In updates posted to its service dashboard, AWS said the strikes caused “structural damage, disrupted power delivery to our infrastructure, and in some cases required fire suppression activities that resulted in additional water damage.” The company said it is working with local authorities and prioritizing employee safety but did not disclose whether any personnel were injured.
The disruption began Sunday when one UAE availability zone was “impacted by objects,” triggering “sparks and fire,” according to AWS. Fire services shut off power to the affected facility while extinguishing the blaze. AWS said recovery would take at least a day due to repairs to cooling and power systems and safety assessments. As of Tuesday morning, the AWS Health Dashboard described the disruption as ongoing.
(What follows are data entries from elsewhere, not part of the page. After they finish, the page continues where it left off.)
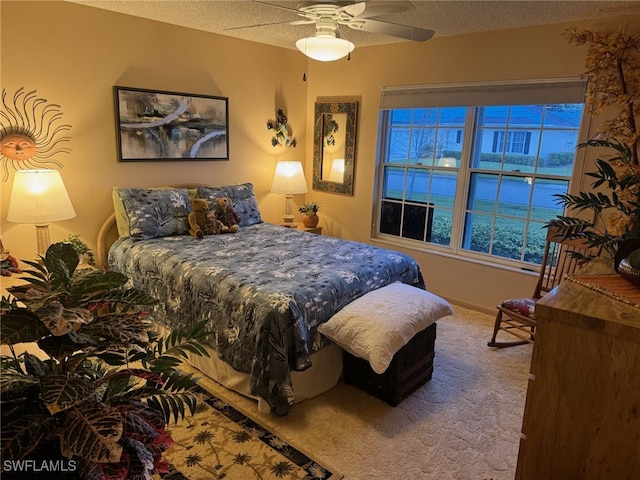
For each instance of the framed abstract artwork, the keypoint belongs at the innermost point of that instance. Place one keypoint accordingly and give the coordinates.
(153, 125)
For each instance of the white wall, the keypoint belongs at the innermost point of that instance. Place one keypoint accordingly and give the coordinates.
(73, 55)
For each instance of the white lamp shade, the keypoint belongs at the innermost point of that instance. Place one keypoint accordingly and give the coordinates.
(289, 179)
(39, 197)
(337, 171)
(325, 48)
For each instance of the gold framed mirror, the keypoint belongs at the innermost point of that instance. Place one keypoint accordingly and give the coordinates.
(334, 146)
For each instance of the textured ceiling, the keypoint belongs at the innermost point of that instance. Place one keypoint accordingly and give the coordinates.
(264, 22)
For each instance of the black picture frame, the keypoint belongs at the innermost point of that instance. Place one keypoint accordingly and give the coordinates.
(156, 125)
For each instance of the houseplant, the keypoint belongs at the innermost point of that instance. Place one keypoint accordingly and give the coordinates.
(309, 212)
(281, 129)
(613, 74)
(95, 401)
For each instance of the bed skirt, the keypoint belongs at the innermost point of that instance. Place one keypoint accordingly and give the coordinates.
(323, 375)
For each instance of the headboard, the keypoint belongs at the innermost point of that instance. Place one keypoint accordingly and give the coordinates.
(108, 233)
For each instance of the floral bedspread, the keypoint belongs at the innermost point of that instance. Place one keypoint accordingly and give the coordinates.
(264, 290)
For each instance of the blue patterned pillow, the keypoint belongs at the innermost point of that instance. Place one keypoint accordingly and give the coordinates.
(153, 213)
(242, 198)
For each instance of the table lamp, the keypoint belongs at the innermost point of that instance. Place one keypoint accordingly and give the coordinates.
(39, 197)
(289, 180)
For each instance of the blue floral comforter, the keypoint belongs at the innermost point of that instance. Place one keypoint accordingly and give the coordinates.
(264, 290)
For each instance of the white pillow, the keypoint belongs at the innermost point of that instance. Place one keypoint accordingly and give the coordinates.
(378, 324)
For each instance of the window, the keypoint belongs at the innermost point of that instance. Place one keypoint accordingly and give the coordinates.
(476, 180)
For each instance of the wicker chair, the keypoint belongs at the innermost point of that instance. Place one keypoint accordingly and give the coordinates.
(517, 315)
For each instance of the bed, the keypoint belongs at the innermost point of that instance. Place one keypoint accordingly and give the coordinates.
(263, 290)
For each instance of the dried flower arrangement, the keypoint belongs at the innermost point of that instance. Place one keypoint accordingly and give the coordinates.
(613, 74)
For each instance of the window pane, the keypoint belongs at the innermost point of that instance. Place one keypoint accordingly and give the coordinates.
(443, 188)
(425, 117)
(417, 185)
(398, 148)
(483, 192)
(416, 218)
(557, 152)
(390, 217)
(423, 146)
(441, 230)
(477, 232)
(536, 239)
(508, 238)
(393, 186)
(544, 204)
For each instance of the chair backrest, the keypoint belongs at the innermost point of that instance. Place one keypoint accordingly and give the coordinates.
(557, 261)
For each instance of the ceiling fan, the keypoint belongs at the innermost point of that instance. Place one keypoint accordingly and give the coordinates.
(328, 16)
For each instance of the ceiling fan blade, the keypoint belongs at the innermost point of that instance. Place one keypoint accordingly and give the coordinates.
(292, 10)
(374, 8)
(302, 22)
(392, 29)
(254, 26)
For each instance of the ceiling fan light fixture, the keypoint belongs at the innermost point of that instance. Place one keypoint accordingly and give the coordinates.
(325, 48)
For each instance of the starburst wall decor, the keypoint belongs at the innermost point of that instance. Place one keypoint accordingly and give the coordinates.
(31, 134)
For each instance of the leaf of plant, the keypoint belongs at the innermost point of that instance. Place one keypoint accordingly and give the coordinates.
(13, 384)
(92, 430)
(21, 326)
(22, 435)
(61, 392)
(119, 328)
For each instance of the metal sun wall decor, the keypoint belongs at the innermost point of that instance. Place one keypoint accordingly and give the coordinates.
(153, 125)
(30, 132)
(281, 129)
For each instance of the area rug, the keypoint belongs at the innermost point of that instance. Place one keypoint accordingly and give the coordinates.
(220, 442)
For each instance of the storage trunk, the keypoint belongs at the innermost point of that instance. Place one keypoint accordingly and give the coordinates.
(410, 368)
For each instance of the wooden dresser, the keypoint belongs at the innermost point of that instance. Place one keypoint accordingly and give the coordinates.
(582, 413)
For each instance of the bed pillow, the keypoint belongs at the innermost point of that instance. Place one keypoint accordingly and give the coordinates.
(242, 198)
(153, 213)
(378, 324)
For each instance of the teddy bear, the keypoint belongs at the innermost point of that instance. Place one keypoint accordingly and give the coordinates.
(201, 221)
(224, 212)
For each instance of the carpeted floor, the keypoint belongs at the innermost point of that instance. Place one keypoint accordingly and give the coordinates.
(221, 442)
(464, 424)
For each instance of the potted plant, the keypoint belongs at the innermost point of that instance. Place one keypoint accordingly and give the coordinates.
(612, 65)
(280, 126)
(309, 212)
(85, 253)
(95, 400)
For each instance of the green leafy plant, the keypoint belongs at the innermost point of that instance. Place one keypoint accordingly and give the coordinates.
(613, 74)
(309, 208)
(103, 386)
(81, 247)
(617, 209)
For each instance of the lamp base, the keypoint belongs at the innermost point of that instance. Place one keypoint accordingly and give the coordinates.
(288, 224)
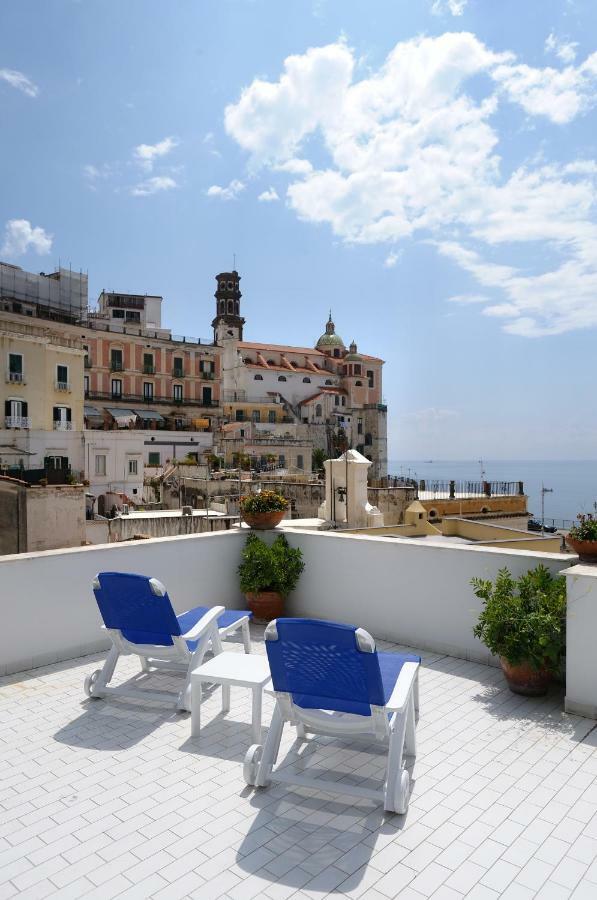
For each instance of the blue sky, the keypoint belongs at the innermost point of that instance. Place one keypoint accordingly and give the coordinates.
(427, 170)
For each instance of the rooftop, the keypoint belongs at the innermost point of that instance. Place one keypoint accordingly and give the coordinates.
(115, 799)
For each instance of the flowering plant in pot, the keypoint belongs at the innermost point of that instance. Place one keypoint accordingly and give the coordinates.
(268, 574)
(523, 621)
(263, 510)
(582, 537)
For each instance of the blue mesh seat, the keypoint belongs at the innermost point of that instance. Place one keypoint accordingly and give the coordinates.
(328, 678)
(140, 619)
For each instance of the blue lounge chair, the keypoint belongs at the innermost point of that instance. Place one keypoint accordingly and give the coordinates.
(140, 620)
(328, 678)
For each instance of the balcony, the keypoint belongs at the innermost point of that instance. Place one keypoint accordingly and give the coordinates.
(15, 378)
(17, 422)
(505, 791)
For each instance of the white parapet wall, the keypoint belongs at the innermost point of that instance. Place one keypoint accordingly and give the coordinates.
(47, 608)
(581, 632)
(411, 592)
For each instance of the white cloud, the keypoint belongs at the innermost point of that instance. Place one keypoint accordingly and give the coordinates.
(564, 50)
(146, 154)
(455, 7)
(20, 237)
(19, 81)
(268, 196)
(230, 192)
(411, 151)
(153, 186)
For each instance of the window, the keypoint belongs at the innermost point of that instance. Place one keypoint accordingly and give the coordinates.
(15, 367)
(62, 378)
(116, 360)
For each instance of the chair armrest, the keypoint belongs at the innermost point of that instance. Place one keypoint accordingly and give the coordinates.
(403, 687)
(204, 624)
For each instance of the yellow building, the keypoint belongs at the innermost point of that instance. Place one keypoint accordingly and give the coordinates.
(42, 388)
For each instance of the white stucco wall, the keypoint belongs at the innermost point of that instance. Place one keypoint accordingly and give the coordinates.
(401, 590)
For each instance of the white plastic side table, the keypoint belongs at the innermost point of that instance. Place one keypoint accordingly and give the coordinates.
(230, 669)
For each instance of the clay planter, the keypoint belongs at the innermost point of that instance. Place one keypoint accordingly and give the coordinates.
(266, 605)
(587, 550)
(523, 679)
(264, 521)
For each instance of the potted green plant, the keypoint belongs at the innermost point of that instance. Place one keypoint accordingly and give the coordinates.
(523, 621)
(268, 574)
(582, 538)
(264, 509)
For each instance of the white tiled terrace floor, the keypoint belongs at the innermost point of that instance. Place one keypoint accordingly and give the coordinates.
(114, 799)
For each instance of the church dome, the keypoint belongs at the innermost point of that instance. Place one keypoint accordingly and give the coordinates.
(353, 355)
(329, 339)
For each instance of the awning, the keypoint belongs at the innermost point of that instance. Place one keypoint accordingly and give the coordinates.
(123, 417)
(149, 414)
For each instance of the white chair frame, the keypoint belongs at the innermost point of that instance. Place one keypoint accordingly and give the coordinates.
(173, 658)
(393, 724)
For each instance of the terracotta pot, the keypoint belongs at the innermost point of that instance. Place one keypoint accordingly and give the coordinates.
(587, 550)
(264, 521)
(524, 679)
(266, 605)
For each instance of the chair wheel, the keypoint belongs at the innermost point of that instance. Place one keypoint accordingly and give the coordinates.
(90, 682)
(251, 763)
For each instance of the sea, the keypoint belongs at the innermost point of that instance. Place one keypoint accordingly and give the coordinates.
(572, 484)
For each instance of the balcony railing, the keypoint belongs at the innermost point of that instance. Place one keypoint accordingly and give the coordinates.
(17, 422)
(132, 399)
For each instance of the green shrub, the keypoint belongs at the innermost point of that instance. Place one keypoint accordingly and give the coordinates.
(264, 568)
(524, 619)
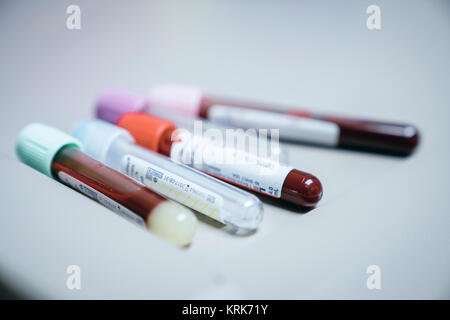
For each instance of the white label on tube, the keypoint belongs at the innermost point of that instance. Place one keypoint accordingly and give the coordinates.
(292, 128)
(230, 164)
(100, 197)
(173, 186)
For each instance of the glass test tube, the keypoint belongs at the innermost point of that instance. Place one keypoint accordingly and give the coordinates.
(294, 124)
(208, 196)
(233, 165)
(58, 155)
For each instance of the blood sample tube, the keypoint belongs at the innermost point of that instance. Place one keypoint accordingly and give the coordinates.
(243, 168)
(294, 125)
(59, 156)
(207, 195)
(113, 104)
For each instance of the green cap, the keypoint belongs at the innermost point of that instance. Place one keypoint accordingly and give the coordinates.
(37, 145)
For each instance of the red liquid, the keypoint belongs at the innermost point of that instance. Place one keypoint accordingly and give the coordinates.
(299, 187)
(372, 136)
(109, 182)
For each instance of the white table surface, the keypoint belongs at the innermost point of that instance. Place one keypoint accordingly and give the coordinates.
(381, 210)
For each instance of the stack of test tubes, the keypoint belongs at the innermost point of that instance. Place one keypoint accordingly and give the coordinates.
(144, 158)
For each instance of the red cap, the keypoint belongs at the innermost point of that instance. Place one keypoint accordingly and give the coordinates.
(149, 132)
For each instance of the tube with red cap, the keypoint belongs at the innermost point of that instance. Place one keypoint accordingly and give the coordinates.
(230, 164)
(294, 125)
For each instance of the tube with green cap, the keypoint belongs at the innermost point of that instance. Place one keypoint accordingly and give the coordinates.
(60, 156)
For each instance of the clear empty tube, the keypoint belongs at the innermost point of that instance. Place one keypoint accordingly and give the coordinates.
(192, 188)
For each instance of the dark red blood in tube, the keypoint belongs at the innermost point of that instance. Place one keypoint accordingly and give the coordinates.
(301, 188)
(109, 182)
(392, 138)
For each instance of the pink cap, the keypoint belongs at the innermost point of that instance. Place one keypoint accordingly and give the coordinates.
(111, 105)
(181, 99)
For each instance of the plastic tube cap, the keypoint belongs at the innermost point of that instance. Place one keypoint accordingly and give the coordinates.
(111, 105)
(148, 131)
(180, 99)
(37, 145)
(97, 137)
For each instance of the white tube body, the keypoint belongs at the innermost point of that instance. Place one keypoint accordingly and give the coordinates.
(185, 185)
(290, 128)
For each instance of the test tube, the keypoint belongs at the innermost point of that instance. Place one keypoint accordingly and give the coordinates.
(294, 124)
(236, 166)
(60, 156)
(211, 197)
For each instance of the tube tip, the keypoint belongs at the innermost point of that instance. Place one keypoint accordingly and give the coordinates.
(173, 223)
(302, 188)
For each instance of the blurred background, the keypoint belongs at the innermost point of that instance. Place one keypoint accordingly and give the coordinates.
(377, 209)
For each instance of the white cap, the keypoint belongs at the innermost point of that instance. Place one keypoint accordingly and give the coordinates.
(181, 99)
(97, 137)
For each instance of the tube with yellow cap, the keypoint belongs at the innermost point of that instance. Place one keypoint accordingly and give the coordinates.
(60, 156)
(211, 197)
Customers across the region reported service interruptions. ADCB said its mobile banking app and contact centre were temporarily unavailable, while Emirates NBD reported phone banking disruptions. Snowflake cited “elevated connectivity issues and error rates within the region,” and fintech firms including Sarwa and Hubpay reported service impacts before later restoring core functionality. Ride-hailing platform Careem said services were fully operational by Tuesday.
AWS operates three availability zones in the UAE. The company advised customers to enact disaster recovery plans and restore from remote backups into alternate AWS regions. “We continue to strongly recommend that customers with workloads running in the Middle East take action now to migrate those workloads to alternate AWS Regions,” AWS said in a Tuesday update.